Approximating Binomial Coefficients with Entropy

This post recounts the story of one of my favorite “probabilistic method” proofs,

\log \binom{n}{k} \leq n H(k/n)

where H(p) is the binary entropy function i.e. the entropy of a coin flipped with bias p. Maybe more properly the proof is just counting in two ways?

By a tiny tweak to our entropy argument as done here, one can get a better bound

\log\displaystyle\sum_{i = 0}^{k} \binom{n}{k} \leq nH(k / n)

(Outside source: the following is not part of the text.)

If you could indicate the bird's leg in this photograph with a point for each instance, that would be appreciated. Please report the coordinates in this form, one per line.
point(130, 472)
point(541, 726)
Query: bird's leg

This is what’s typically used in practice to bound e.g. the sum of the first 1/3 of the binomial coefficients by 2^{n H(1/3)}. The proof here gives all the essential ideas for that proof. With Stirling’s approximation used to give error bounds, both approximations are tight when k = \Theta(n),

\binom{n}{k} = (1+o(1))2^{n H(k / n)}

The experiment: Let the random variable X denote the result of flipping n fair coins i.e. X is binomially distributed. Now suppose we know X has exactly k Heads.

The question: How much entropy is in the conditional distribution of X given k Heads? I.e. what is H(X \mid k\text{ Heads})?

The left side: The conditional distribution of X is uniform over \binom{n}{k} possible results. The entropy of the uniform distribution on N objects is \log N, therefore

H(X \mid k\text{ Heads}) = \log \binom{n}{k}.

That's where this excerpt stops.